Wie es in den Wald hineinruft, so schallt es heraus
Die Angst vor den sensationsgeilen Hyänen mancher Medien erklärt, warum viele Politiker eine Hassliebe zu Journalisten entwickelt haben. Sie brauchen sie, aber sie schätzen sie nicht. Manche Politiker versuchen, sich die Journalisten vom Leib zu halten, und spielen die einsilbigen Sphinxen oder die arroganten Gockel, die Zuwendung nach Gutsherrenart verteilen. Diese Politiker-Spezies trifft die Rache der gedemütigten Journalisten in Phasen der politischen Schwäche am härtesten. Wieder andere versuchen ihr Glück mit Kumpanei. Viele Politiker und Journalisten reden sich mit dem vertraulichen „Du“ an. Doch die Vertraulichkeit ist meist nur Pose, in Wahrheit geht es um den gegenseitigen Nutzen.

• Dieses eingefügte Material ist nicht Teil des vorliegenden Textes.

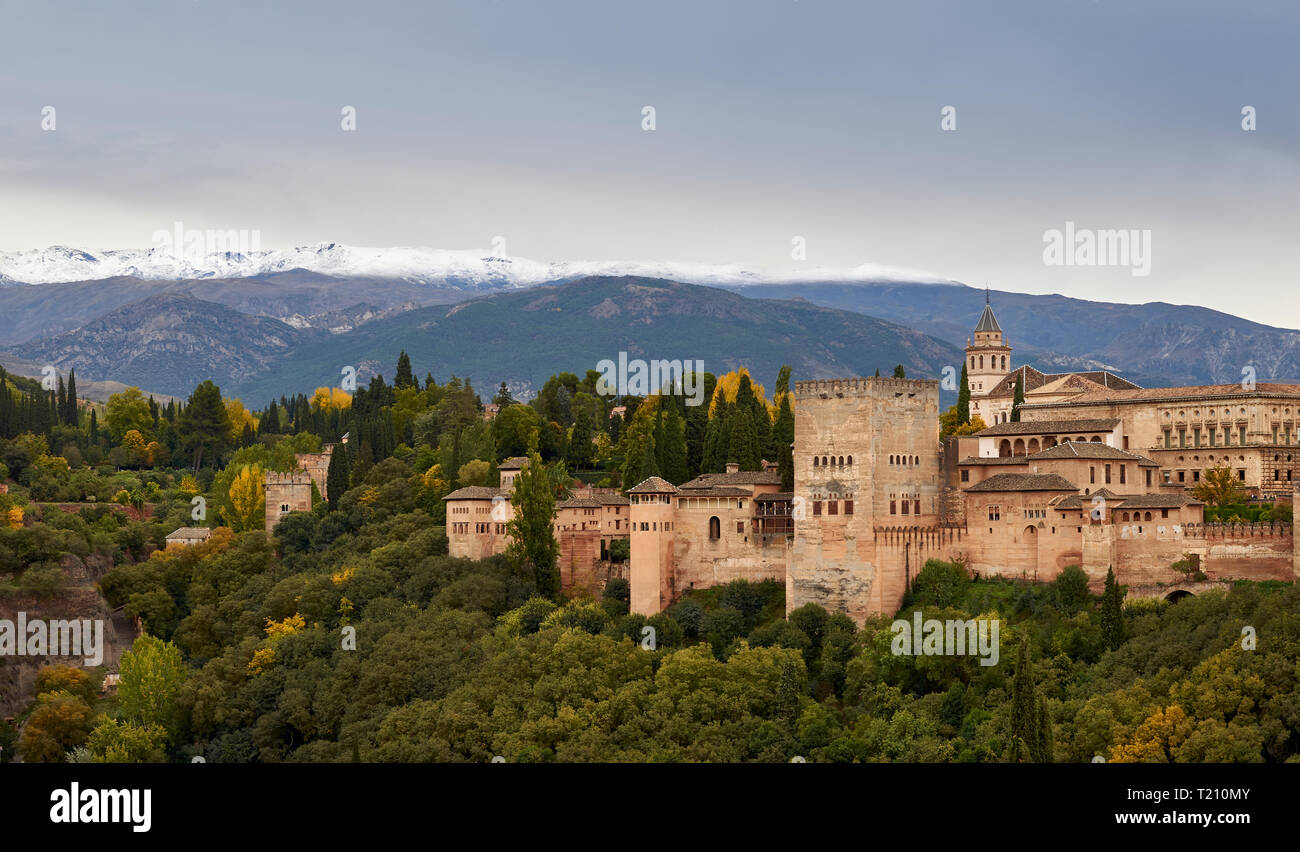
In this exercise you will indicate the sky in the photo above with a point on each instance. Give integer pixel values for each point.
(776, 124)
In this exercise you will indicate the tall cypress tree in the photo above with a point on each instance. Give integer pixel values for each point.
(674, 454)
(404, 377)
(337, 475)
(963, 398)
(1112, 613)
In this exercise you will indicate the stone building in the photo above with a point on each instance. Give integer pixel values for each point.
(710, 531)
(286, 493)
(1097, 472)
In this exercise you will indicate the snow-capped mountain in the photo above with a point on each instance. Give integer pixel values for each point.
(464, 269)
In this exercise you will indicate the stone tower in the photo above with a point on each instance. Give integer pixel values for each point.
(653, 513)
(286, 493)
(988, 358)
(866, 474)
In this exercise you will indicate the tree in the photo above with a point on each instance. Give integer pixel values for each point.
(532, 530)
(1112, 613)
(1025, 722)
(126, 411)
(1218, 487)
(61, 721)
(963, 398)
(151, 677)
(204, 426)
(247, 500)
(337, 475)
(404, 377)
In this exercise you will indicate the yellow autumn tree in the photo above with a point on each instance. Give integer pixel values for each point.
(728, 385)
(247, 500)
(239, 418)
(1156, 739)
(330, 399)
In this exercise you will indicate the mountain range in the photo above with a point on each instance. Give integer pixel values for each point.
(263, 324)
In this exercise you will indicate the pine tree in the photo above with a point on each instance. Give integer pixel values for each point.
(1047, 740)
(783, 432)
(963, 398)
(72, 398)
(204, 424)
(674, 453)
(1025, 729)
(532, 535)
(337, 475)
(1112, 613)
(404, 377)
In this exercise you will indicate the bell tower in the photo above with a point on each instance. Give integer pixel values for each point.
(988, 358)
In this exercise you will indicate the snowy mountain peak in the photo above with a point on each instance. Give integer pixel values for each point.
(462, 269)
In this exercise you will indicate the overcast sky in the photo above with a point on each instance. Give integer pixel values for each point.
(774, 120)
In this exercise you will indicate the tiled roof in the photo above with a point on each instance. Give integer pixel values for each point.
(987, 321)
(1158, 501)
(475, 492)
(654, 485)
(190, 532)
(1190, 393)
(1025, 483)
(722, 491)
(1049, 427)
(740, 478)
(1103, 380)
(1091, 450)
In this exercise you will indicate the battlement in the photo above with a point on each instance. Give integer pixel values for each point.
(861, 386)
(298, 478)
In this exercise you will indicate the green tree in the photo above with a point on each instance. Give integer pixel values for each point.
(963, 398)
(151, 677)
(1112, 613)
(204, 424)
(532, 546)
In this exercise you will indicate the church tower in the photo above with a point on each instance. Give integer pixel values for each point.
(988, 359)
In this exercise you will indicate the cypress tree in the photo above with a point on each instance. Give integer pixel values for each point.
(1025, 729)
(675, 466)
(963, 398)
(404, 377)
(337, 475)
(1112, 613)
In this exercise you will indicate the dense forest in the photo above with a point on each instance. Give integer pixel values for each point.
(351, 635)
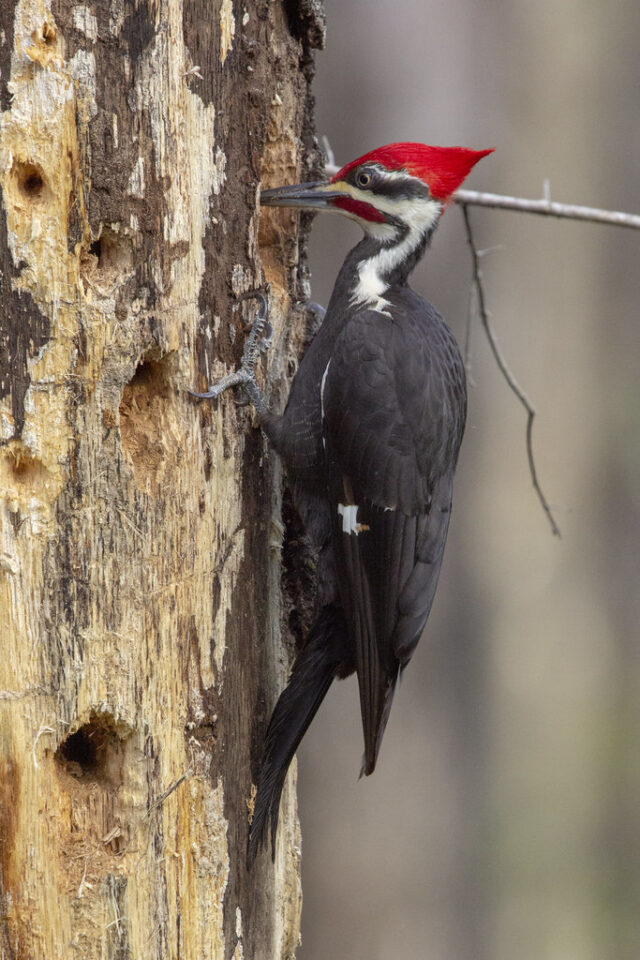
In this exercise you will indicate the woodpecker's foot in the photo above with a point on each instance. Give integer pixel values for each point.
(258, 342)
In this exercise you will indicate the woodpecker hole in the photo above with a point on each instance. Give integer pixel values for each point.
(23, 467)
(108, 260)
(30, 179)
(95, 752)
(49, 35)
(148, 437)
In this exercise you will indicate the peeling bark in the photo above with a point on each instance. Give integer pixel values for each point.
(141, 602)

Viele Abgeordnete der zweiten und dritten Garnitur meiden den Kontakt zu Journalisten, weil sie panische Angst davor haben, sich zu verplappern und Steilvorlagen für kritische Beiträge über die eigene Partei zu liefern. Aus Angst vor unliebsamen Äußerungen von Hinterbänklern werden häufig vom Parteiapparat Sprachregelungen ausgegeben: Die ganze Fraktion, die ganze Partei soll zu einer bestimmten Sache mit einer Stimme sprechen. Doch das misslingt im Wechselspiel der Profilneurosen so gut wie immer.
Dabei ist es eigentlich wie im richtigen Leben, so einfach. Gute Journalisten machen ihre Arbeit, indem sie für Transparenz sorgen, Ordnung in die gigantische Informationsflut bringen und Machtstrukturen und Lobbyverflechtungen gerade auch in der Demokratie kritisch hinterfragen und durchleuchten. Dabei wollen sie selbstverständlich ernst genommen und mit ihren Anliegen respektvoll behandelt werden. Wer mit ihnen seriös umgeht, wird in der Regel auch nicht aufs Kreuz gelegt. Wie man in den Wald hineinruft, schallt es bekanntlich heraus. Diese Volksweisheit gilt auch für den Umgang mit Medienvertretern.